Un ruido del exterior vino a interrumpir las reflexiones de Laine. Por el rabillo del ojo vio cómo una sombra y después dos cruzaban el jardín a toda prisa. El miedo volvió a apoderarse de ella. Fue a buscar el teléfono inalámbrico y consiguió convertir su temor en pánico antes de encontrarlo en su cargador. Con dedos temblorosos, marcó el número del móvil de Gabriel. Algo golpeó la ventana y ella lanzó un grito. Habían roto los cristales con una piedra que ahora se veía en el suelo, entre fragmentos de vidrio. Otra piedra fue a dar en el cristal que tenía al lado y, entre sollozos, salió a la carrera de la habitación en dirección a la planta alta, donde se encerró en el cuarto de baño mientras, en pleno ataque de nervios, esperaba oír la voz de Gabriel. Le respondió, en cambio, el monótono mensaje del contestador y pudo oír claramente el pánico de su voz chillona cuando le dejó un mensaje incongruente.

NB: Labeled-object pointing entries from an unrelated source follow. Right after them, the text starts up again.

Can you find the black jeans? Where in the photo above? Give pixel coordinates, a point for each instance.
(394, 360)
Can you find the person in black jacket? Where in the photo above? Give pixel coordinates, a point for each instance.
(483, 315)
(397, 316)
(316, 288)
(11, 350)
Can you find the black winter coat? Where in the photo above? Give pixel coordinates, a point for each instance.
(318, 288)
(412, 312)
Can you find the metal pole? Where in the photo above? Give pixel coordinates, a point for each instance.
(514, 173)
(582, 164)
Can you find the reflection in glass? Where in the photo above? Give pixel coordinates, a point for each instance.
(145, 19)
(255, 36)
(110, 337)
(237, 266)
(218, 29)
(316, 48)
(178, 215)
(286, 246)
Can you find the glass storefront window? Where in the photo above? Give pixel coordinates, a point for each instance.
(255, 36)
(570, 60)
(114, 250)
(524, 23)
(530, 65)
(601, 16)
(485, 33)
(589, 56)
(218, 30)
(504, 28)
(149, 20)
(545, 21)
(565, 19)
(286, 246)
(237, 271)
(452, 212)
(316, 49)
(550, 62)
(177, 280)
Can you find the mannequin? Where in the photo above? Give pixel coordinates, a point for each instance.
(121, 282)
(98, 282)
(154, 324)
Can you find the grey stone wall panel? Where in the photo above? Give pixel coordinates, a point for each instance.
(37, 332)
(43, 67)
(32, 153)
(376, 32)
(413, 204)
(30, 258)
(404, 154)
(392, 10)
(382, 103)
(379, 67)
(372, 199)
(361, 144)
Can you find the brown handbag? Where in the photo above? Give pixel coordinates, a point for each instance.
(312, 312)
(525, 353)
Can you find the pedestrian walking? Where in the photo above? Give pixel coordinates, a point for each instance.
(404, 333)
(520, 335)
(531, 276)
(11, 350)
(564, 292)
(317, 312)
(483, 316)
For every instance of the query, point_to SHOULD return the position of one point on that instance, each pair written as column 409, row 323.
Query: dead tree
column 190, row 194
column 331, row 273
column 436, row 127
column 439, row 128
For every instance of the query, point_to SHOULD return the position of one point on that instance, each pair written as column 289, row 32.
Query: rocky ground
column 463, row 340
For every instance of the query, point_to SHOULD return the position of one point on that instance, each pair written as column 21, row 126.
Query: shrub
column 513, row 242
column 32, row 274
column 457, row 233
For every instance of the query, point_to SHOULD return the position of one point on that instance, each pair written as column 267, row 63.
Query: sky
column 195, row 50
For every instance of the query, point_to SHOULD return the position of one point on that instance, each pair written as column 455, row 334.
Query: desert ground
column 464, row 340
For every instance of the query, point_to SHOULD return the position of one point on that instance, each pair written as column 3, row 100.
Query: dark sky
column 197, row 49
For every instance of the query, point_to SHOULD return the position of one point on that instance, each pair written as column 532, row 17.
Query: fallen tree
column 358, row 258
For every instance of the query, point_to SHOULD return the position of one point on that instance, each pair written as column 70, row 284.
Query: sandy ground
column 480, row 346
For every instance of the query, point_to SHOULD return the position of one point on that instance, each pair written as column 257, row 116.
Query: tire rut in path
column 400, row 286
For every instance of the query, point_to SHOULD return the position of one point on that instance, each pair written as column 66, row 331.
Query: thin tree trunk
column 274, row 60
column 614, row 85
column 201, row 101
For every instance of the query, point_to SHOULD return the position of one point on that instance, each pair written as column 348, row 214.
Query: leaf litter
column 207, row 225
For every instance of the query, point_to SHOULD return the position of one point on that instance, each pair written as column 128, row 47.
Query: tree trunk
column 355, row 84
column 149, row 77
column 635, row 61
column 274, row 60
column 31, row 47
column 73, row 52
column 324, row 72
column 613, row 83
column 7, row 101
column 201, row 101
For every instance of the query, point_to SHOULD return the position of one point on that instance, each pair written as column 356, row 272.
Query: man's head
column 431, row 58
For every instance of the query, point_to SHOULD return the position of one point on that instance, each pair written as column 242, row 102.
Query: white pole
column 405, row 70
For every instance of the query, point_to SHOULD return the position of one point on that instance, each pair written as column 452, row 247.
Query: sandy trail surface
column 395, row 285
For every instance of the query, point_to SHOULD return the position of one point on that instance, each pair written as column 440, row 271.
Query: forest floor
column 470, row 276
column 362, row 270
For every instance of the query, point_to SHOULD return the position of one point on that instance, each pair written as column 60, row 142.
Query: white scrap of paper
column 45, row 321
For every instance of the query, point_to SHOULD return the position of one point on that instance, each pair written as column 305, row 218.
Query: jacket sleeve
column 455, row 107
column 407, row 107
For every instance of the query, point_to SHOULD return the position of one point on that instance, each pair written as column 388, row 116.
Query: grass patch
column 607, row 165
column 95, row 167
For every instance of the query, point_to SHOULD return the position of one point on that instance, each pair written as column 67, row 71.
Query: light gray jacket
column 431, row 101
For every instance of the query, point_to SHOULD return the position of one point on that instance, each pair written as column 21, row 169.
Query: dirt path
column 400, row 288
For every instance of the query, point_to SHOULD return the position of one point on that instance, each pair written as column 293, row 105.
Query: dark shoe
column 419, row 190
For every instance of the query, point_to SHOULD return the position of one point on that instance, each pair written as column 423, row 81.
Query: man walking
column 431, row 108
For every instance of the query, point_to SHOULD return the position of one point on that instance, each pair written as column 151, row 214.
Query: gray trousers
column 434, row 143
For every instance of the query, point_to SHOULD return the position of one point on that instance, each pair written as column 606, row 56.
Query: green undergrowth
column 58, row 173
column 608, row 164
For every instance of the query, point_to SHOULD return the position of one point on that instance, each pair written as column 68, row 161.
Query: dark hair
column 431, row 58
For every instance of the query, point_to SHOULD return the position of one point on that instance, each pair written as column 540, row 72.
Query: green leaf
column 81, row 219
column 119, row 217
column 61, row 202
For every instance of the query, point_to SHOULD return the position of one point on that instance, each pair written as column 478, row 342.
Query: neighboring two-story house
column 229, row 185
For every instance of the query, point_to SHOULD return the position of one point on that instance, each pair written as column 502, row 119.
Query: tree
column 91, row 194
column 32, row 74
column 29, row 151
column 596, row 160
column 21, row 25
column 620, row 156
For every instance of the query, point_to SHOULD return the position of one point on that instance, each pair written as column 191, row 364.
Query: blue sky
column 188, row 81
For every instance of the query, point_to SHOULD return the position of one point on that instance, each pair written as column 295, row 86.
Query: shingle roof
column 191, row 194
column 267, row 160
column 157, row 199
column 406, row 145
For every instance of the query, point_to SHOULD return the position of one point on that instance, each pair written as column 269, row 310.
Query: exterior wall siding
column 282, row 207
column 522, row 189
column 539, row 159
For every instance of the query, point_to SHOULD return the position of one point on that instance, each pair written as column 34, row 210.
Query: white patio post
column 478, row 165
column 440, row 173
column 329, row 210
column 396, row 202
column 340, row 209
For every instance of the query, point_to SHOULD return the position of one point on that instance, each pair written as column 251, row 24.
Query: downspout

Temblando de miedo, se sentó en el suelo, abrazándose las rodillas y atenta a cualquier ruido que proviniese del otro lado de la puerta. Y, aunque no volvió a oír nada, no se atrevió a moverse del lugar.

Cuando llegó el alba, aún seguía allí.

Sonó el teléfono y despertó a Erica. Miró el reloj: eran las diez y media de la mañana. Debía de haberse quedado dormida después de pasar media noche dando vueltas y sudando incómoda en la cama.